Eric's meaty face  Annotations

Some Days in the Life - May 6, 1999

 May 6, 1999

 

 

Comments

I am tired today. Very very tired. Not for any good reason, either. I was up late but not late. If I'm in bed by the time Craig Kilborn hits "Five Questions," I consider myself well rested. I slept perfectly fine, as well. It was just hard to wake up this morning, and I could be asleep again right now.

As I'm not only going to be up late but out late tonight, I think a nap after work may be in order. Mmm... nap. Which means setting an alarm and not sleeping through it.

In Steve Martin's The Lonely Guy, Charles Grodin explains why he doesn't like naps. "You know, I don't know if I could take waking up more than once a day and realizing I'm me." This doesn't apply to me. For one thing, I think naps are cool. I personally believe quite strongly that the average workday should be six hours long and we should spend from three to five sleeping. The Mexican (and I believe Spanish, but I could be wrong) people are all over us when it comes to sane sleeping habits.

Alas, I have things to do after work. Laundry to pick up. Food to get. Food is especially important -- Mason would likely not wish to starve. I normally don't think about it. I have free grub within walking distance of the apartment while the school's in session. Buuuuut it's considered good form to actually feed your houseguests, so....
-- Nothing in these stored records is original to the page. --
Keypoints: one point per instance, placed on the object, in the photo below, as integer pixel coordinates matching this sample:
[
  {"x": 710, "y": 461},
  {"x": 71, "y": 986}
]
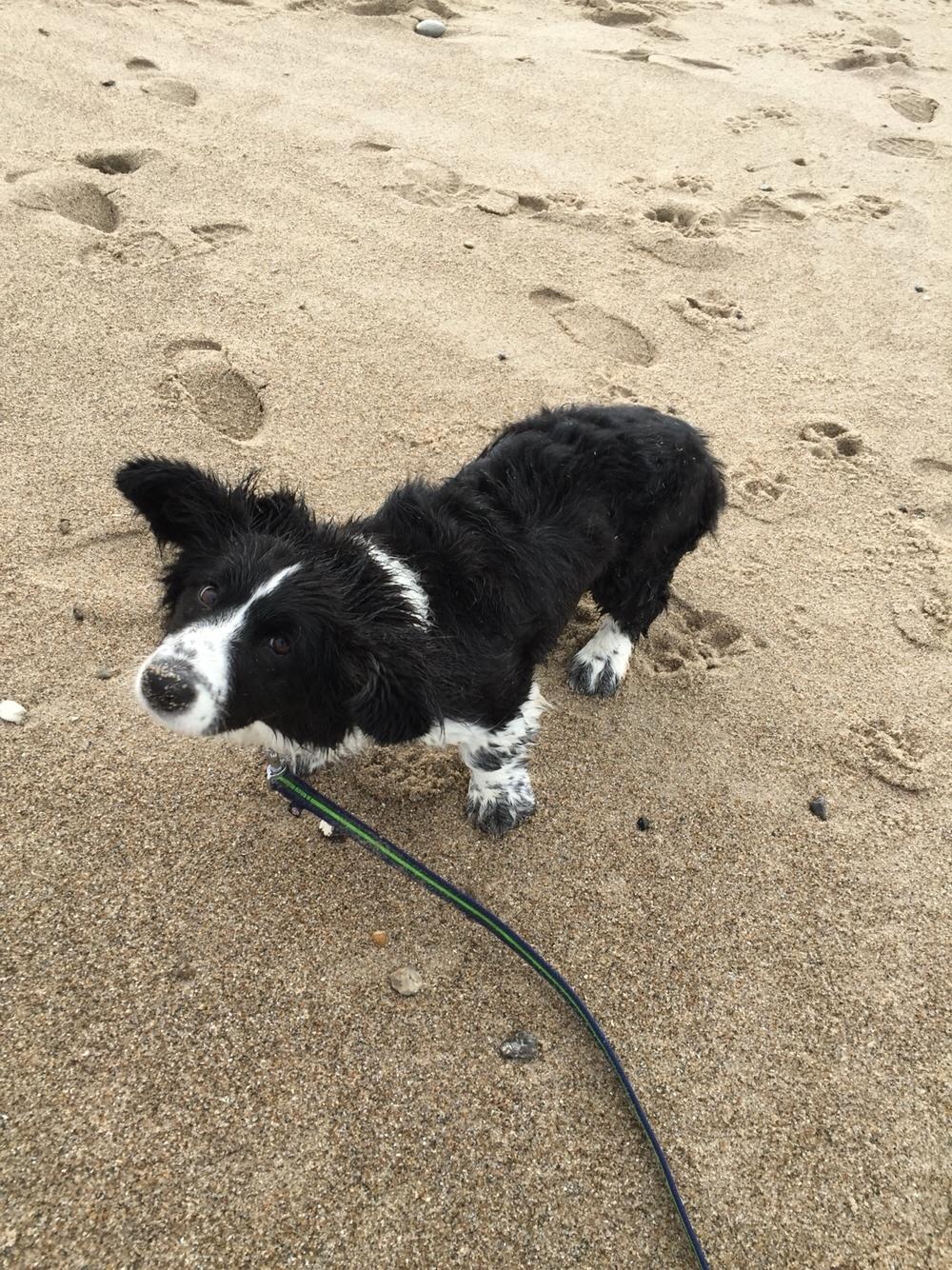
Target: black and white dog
[{"x": 426, "y": 620}]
Fortunately, there will be a nice, clean apartment for him to walk into. My apartment is generally clean, which would shock anyone who's ever seen my living space before this apartment. I'm messy. Very messy. My favorite personal state is "chaotic." Sometimes to the point of frightening apartment mates.
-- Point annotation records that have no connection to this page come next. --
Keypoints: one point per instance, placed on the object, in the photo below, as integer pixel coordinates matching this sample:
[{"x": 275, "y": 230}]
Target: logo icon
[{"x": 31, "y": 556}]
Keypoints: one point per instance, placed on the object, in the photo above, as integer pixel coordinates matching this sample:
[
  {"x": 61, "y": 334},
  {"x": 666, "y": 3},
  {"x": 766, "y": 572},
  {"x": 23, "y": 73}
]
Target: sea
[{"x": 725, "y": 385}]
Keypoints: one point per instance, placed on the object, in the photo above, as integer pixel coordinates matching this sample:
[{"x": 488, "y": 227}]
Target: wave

This apartment is clean now for one important reason, but not for the reason you would think, given the reason: I have a housekeeping service I subscribe to.

On the surface, this makes perfect sense. The apartment is messy. I pay professionally neat people to come in and clean it. The apartment is then clean. 1-2-3 causal relationship, right?

Nope. It's deeper than that.

You see, I have perfect strangers in my house once a week. These are people who don't know me at all. They just know my name, and the fact that I work at Brewster Academy. One of them is, I have learned, the parent of one of my days students.

I can be a total slob when I'm around people I know, but strangers coming into my home make me nervous. So once a week, the night before housekeeping comes to clean the apartment, I clean the apartment. And because I'm lazy, I've gotten into the habit of putting dirty clothes in the hamper and dishes in the sink. So, that cleaning tends to be "toss any clutter that's accumulated around the computer desk" and "do a check for socks and tea mugs."

I'm not neat. Stuff still forms little piles here and there. But I'm not a slob, either. So, when the housekeepers come, they don't have to spend their time picking my place up, and they can instead spend it cleaning the bathroom, wiping stuff down, dusting, vacuuming... you know, all the crap that you know you should do weekly but you don't.

They also spray this "stuff" to make it lemony fresh. I suppose it could be Pledge. Or it could be hallucinogens. How would I know the difference?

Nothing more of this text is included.